Role-related knowledge – This criterion assesses your technical expertise in AI and ML, including algorithms, programming languages, and tools. Interviewers will evaluate your depth of understanding and practical application of these skills. Demonstrate your strength by discussing relevant projects and offering insights into your decision-making process.
Problem-solving ability – Expect to showcase how you approach complex challenges. Interviewers will look for your analytical thinking, creativity, and structured methodologies. Illustrate your problem-solving skills through specific examples where you applied innovative solutions.
Leadership – Your ability to influence and communicate effectively will be evaluated. Interviewers want to know how you mobilize teams and navigate challenges. Highlight your experiences in leading projects and fostering collaboration.

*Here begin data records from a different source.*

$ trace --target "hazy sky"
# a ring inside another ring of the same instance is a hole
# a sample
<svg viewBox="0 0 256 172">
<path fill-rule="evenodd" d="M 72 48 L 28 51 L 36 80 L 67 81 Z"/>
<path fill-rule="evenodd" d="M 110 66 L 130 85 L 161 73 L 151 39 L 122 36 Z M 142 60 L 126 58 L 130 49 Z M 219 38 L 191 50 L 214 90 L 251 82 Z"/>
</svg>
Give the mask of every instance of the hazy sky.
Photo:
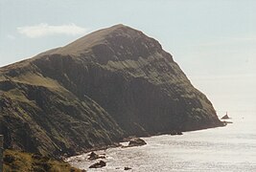
<svg viewBox="0 0 256 172">
<path fill-rule="evenodd" d="M 256 111 L 255 0 L 0 0 L 0 66 L 119 23 L 157 39 L 218 111 Z"/>
</svg>

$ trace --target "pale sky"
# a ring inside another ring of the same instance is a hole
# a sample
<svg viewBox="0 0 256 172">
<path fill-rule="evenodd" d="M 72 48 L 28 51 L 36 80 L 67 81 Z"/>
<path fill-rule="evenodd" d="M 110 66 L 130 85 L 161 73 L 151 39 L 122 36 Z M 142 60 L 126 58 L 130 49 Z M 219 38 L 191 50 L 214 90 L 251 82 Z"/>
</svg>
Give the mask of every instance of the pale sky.
<svg viewBox="0 0 256 172">
<path fill-rule="evenodd" d="M 157 39 L 218 112 L 255 113 L 255 0 L 0 0 L 0 66 L 120 23 Z"/>
</svg>

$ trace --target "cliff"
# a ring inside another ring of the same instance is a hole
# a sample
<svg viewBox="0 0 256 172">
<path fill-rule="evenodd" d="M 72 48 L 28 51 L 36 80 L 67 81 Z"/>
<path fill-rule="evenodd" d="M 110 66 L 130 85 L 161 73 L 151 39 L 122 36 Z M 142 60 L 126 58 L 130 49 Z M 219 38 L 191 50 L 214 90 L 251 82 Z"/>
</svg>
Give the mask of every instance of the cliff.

Culture fit / values – ServiceNow values collaboration, innovation, and a customer-centric approach. Show how your personal values align with the company's mission and how you work well within a team-oriented environment.

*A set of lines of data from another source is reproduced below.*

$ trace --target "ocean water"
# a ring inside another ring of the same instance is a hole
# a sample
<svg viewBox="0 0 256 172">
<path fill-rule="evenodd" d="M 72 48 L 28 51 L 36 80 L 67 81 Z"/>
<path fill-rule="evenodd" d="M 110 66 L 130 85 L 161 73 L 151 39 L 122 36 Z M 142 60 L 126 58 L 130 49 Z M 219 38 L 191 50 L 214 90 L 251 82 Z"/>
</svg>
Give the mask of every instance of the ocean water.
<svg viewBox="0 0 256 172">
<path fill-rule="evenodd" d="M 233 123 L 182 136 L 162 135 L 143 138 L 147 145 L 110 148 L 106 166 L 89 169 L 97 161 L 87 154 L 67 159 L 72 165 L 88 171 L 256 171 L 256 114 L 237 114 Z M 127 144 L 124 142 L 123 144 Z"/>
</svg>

Interview Process Overview
The interview process for the Machine Learning Engineer position at ServiceNow is designed to rigorously assess both your technical capabilities and cultural fit within the team. You can expect a blend of technical assessments, behavioral interviews, and possibly a case study. Interviewers aim to understand not only your technical skills but also your approach to problem-solving and collaboration.
Typically, the process starts with an initial screening, followed by one or more technical interviews where you'll demonstrate your coding and architectural skills. Behavioral interviews will help assess your interpersonal skills and alignment with the company's values. Overall, the pace is rigorous, reflecting the high standards of innovation and excellence at ServiceNow.